Combining protein language and structure models to redesign E. coli proteome with a reduced amino acid alphabet
Simon Kozlov
MIT
All known organisms need all 20 canonical amino acids to survive and reproduce, yet use of different amino acids must’ve evolved over time. Unfortunately, even the last universal common ancestor used all 20, so there is no way to observe how life might have looked without all of them.

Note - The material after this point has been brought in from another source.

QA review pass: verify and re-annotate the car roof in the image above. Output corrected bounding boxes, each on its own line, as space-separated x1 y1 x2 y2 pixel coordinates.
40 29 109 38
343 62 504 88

Here, we’re trying to synthesize such an organism by designing a strain of E. coli using only 19 canonical amino acids, starting from redesigning essential genes one at a time with the goal of preserving fitness. Since there are many diverse genes to design, we’re repurposing and extending machine learning-driven protein design methods to accomplish this task. Each of the currently available methods is capturing specific properties of the design landscape due to its approach and training data provided to the models. Protein language models like ESM have access to a vast number of sequences and can learn patterns favored by nature. Methods using AlphaFold as a loss function like AFDesign or MCMC hallucination are aware of the final structure of the protein, but are susceptible to adversarial examples. Finally, models which perform “inverse folding” like ProteinMPNN have both sequence and structure information and can output structure-aware designs. We’re developing optimization methods which combine these models as part of the design process to find sequences which are scored highly by models coming from different approaches, and how this translates to their biological properties. The experimental results show that our methods can generate designs comparable with wild-type versions in fitness with a small number of attempts.